Home > Articles > Which encoding to choose in MySQL - utf8 or utf8mb4 (utf8mb4_general_ci, utf8mb4_unicode_ci or utf8mb4_0900_ai_ci). How do they differ, how are they decoded and possible errors

Which encoding to choose in MySQL - utf8 or utf8mb4 (utf8mb4_general_ci, utf8mb4_unicode_ci or utf8mb4_0900_ai_ci). How do they differ, how are they decoded and possible errors

02.07.21 IT / Database

34844

When setting up a connection to a database (DB), it may be difficult to select the database encoding . Usually, a whole list of encodings is offered, or rather collations (comparisons or character sets), and in each version of the DBMS the proposed encoding may differ.

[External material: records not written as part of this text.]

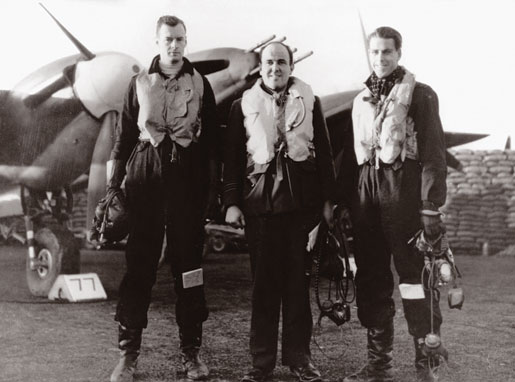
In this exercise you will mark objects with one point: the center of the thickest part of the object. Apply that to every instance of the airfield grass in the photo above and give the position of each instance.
(42, 341)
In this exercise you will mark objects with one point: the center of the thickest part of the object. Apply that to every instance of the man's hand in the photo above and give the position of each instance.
(432, 224)
(328, 213)
(234, 217)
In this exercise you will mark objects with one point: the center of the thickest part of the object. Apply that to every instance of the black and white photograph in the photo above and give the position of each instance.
(248, 191)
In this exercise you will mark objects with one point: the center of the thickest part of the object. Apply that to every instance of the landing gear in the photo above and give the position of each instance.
(52, 250)
(56, 251)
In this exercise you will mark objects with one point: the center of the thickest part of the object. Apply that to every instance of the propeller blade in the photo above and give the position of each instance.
(97, 172)
(365, 41)
(303, 57)
(82, 49)
(260, 44)
(206, 67)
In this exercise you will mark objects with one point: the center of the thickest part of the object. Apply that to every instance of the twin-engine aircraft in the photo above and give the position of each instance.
(56, 133)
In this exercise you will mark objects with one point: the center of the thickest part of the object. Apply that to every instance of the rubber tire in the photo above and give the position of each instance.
(65, 252)
(218, 244)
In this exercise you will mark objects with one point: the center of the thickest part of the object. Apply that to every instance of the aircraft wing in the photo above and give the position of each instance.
(337, 111)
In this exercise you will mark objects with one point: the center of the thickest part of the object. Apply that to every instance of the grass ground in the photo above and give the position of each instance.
(42, 341)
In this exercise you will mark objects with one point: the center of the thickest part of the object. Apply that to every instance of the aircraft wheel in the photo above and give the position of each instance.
(57, 251)
(218, 244)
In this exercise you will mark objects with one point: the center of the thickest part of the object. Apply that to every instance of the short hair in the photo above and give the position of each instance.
(387, 32)
(169, 20)
(290, 52)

kakuyu-kodirovku-vybrat-v-mysql

For example, previously the default set was utf8_general_ci . The user may not know which encoding is used, since the choice may occur automatically when installing ready-made web applications. The encoding can be used by default when manually creating a database using, for example, phpMyAdmin . The selected encoding applies to all database tables and this affects how the data will be processed during queries. For example, you may find that the data selection is not case-sensitive or some characters from other languages and other objects (smilies, etc.) are not saved.

What encoding should I choose for databases and tables ? For most projects, it is recommended to choose from a subset of utf8-specific encodings. But there are differences in the names of the comparisons. The utf8 collations are 3-byte collations, they do not specify mb3 for simplicity. Plain utf8 has MySQL specific restrictions that do not allow characters higher than 0xFFFD.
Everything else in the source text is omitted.